Yeah, another problem with having waited so long. If you had started this process 2 years ago, you would have received child support by now.



> He says he's willing to pay half of our children's expenses and we are going to sit down and figure out what's needed and hopefully he'll agree to pay something. He's already agreed that all our assets (not much there but a couple of 10 year old cars) and our debts will be our own and separate. I don't know exactly how much he's racked up on his credit cards but it was all done while we were separated and I want nothing to do with it. He says that's fine and wouldn't expect me to pay it but I want it legal and in writing.


Yeah, you need to get everything you can think of written down. Child support (how much and for how long), parenting decisions, visitation, etc. Given that there aren't a ton of assets, it sounds like child-related issues are the most important to deal with. It should be relatively simple to divide assets and assign debt.

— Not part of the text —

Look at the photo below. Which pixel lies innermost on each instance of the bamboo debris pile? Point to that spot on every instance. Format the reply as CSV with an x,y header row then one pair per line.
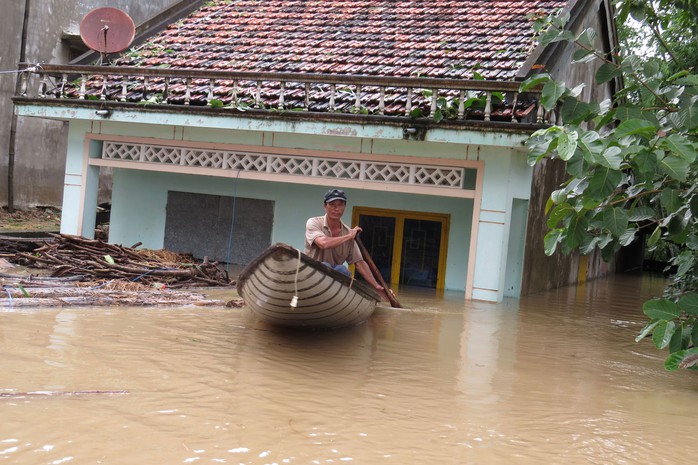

> We talked last weekend and right now he's sober and is asking for time to "put his life back together". I agreed to give him some breathing room but reiterated that I expect support from him for our son.


Be careful with waiting too long since you may be in danger of unwittingly taking on more of his debt if your state deems that debt marital. I wonder if there is a self-help center for pro se litigants in your state where you could get free legal advice? I'm guessing they would advise you to move on this ASAP.



> In the meantime when the papers are filed I will be giving them to him and we will hopefully draw up a contract and have an uncontested divorce.


In Colorado, even when the divorce is uncontested you still have to attend a parenting class (when there are minor children from the marriage), and enter forms with the state regarding their disposition.



> Neither of us can afford an attorney. The cost of filing here in NJ is quite steep ($275) and I'm waiting on a fee waiver from a judge. I've already filed the papers but am waiting for it to be finalized. It'll cost him $135 to counterfile. He can put in for a waiver as well. I agreed to give him the papers personally so no need to get a sheriff to serve them. I agreed to consult with him on everything that's going on.


It's good your spouse is open to communication about this (as opposed to mine). You at least have that going for you! And I'm glad you won't have the sheriff (or other process server) involved because that would be another $75-200.



> So hopefully things will continue on and it will all be amicable. Don't have much choice. To contest it would be a long, drawn out process with court appointed mediation that could take weeks, if not months.


Well, the risk you take in forgoing mediation or retaining an attorney is that there could be some foreseeable trouble down the road that could have been anticipated. But you really have no choice here, it sounds like, so it sounds like you're doing what you can do!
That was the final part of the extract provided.